De son côté, l'Autorité des marchés financiers (AMF) met régulièrement à jour une liste noire des sites qui ne sont pas autorisés à proposer de tels placements financiers. Plus récemment, elle a développé, sur Instagram, une campagne contre les arnaques au trading. L'AMF rappelle aussi que la publicité pour les produits les plus risqués, qu'elle soit directe ou indirecte, est interdite depuis la loi dite "Sapin II" du 9 décembre 2016.
Or depuis plusieurs mois, des influenceurs s'improvisent experts du trading et multiplient les vidéos face caméra pour convaincre leurs abonnés de parier sur ces produits spéculatifs.

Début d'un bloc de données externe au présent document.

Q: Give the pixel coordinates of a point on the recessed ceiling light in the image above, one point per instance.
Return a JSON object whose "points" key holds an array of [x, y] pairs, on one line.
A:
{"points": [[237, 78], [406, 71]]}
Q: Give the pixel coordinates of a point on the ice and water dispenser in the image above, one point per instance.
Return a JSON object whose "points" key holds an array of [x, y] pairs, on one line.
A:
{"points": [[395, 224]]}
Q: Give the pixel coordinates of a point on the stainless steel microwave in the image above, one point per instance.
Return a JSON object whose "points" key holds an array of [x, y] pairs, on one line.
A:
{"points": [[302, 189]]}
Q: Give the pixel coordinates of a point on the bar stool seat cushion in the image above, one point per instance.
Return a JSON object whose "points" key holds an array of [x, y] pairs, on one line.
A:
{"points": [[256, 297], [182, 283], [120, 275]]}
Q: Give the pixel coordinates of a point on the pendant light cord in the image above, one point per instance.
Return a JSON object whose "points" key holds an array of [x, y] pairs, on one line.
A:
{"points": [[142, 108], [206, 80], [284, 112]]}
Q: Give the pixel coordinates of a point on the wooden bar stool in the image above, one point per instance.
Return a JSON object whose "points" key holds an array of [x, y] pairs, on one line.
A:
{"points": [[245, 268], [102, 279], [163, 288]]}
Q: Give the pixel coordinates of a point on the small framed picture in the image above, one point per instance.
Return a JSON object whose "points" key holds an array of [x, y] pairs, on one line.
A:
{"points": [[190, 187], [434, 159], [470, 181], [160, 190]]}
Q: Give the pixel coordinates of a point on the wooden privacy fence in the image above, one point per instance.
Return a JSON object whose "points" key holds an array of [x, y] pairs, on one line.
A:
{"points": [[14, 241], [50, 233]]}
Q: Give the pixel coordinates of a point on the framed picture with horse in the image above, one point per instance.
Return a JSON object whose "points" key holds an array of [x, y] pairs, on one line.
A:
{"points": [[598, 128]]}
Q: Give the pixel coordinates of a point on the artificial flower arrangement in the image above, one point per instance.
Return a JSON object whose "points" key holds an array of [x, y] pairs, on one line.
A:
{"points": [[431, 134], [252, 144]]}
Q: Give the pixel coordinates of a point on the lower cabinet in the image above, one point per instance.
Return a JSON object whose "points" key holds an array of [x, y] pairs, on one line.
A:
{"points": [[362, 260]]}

Face à ce phénomène, Claire Castanet, directrice des relations avec les épargnants et de leur protection à l'AMF, appelle à redoubler de vigilance. "Quand on voit un influenceur recommander un site de trading ou un investissement, il faut se poser plusieurs questions : 'Est-ce qu'il a des compétences avérées en finance ?' 'Est-ce un témoignage sincère, désintéressé ou une publicité ?' Ce n'est pas toujours précisé clairement, alors que c'est une obligation."
"Il ne faut pas se laisser aveugler par les promesses de gains rapides sans rien faire et sans risque : ça n'existe pas, c'est une illusion !"
Claire Castanet, directrice des relations avec les épargnants à l'AMFà franceinfo
Les influenceurs savent se montrer convaincants, à l'image de Marc Blata, ancien candidat de télé-réalité (comme beaucoup d'influenceurs). Très présent sur les réseaux sociaux, celui qui s'est fait connaître en révélant une histoire de voyante embauchée par une autre candidate au sein de l'émission "Les Marseillais", martèle, à longueur de publications, le message "Copier-coller-encaisser". Il incite à cliquer sur un lien qui renvoie vers un canal de la messagerie Telegram, baptisé "Blata Gang". C'est sur ce canal qu'il communique, avec sa femme, Nadé Blata, des ordres d'achats et de ventes aux participants, selon le principe du "copy trading".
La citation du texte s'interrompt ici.